Tendrils extended from its stem, working to move the abomination.
Hudson raised his shotgun and fired. The pellets sparked off the pavement as the pumpkin leaped out of the way, deft as a black widow.
“Dammit!” Hudson shouted.
There was no sign of the thing anywhere, yet his instincts told him it was just out of sight, in the dark beyond the headlight beam. He swiveled and took one step toward his cruiser, then realized the thing could have crawled underneath it, where it waited to ensnare him with those viney tentacles.
Hudson cradled his shotgun and leaned to shine his flashlight under the cruiser. The beam danced madly as the little demon leaped from the dark and bit into him.
Hudson dropped the shotgun, stunned by the stinging, sharp pain of tiny incisors sinking into his forearm. He wildly shook and swung his arm to throw it off, realizing quickly it wasn’t going anywhere.
Hudson punched the orange goblin in the “face,” landing three solid blows before it dropped off. Hudson spun to find the shotgun. It lay steaming at the edge of his headlight beam. The bugger could be just a foot beyond, and he wouldn’t be able to see it.
Hudson drew his handgun and pressed it side by side with the flashlight, listening for any scrabbling or scratching sounds or…
“Hell with it.” Hudson decided to leave the shotgun. He got in the cruiser and reverse-turned hard.

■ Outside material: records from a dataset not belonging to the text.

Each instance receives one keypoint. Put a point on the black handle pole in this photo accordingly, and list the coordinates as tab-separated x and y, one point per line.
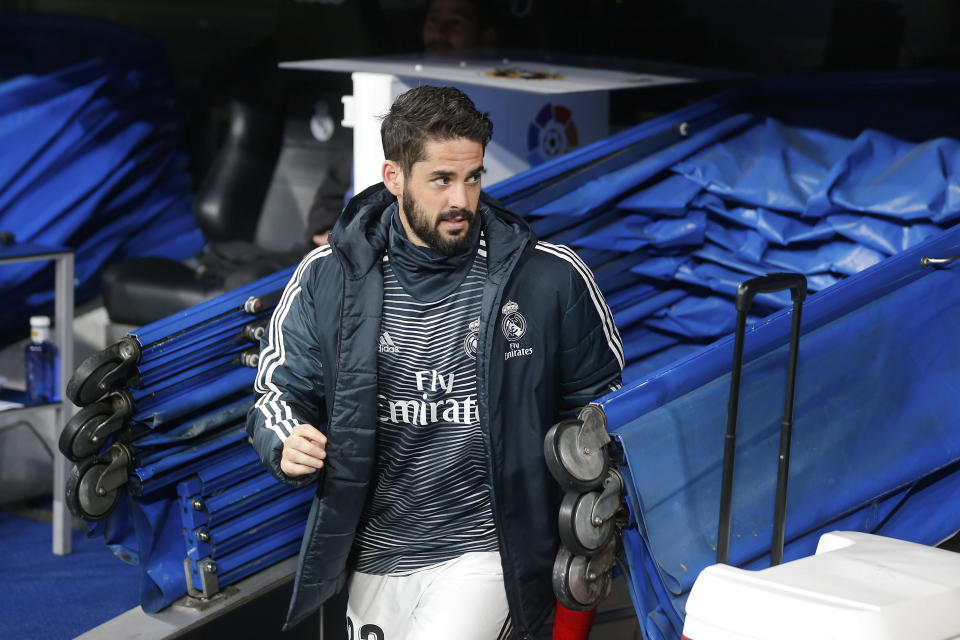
786	435
769	283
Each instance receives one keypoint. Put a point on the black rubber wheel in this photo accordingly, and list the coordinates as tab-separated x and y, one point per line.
571	586
81	492
75	441
577	531
103	372
571	466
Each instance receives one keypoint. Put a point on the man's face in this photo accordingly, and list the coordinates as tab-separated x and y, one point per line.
438	200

His heart sank along with the car’s rear end, as it slid violently into the deep ditch at the road’s edge.
“Son of a bitch!”
Though he knew it was pointless, Hudson pushed the gas, then tried alternately gunning and letting off to try and rock it out, cursing when he felt the rear sink deeper than before.
He lifted the scanner radio microphone, preparing to call dispatch, when a sibilance—scrabbling, scratching, skittering—passed across the roof, barely louder than the rain.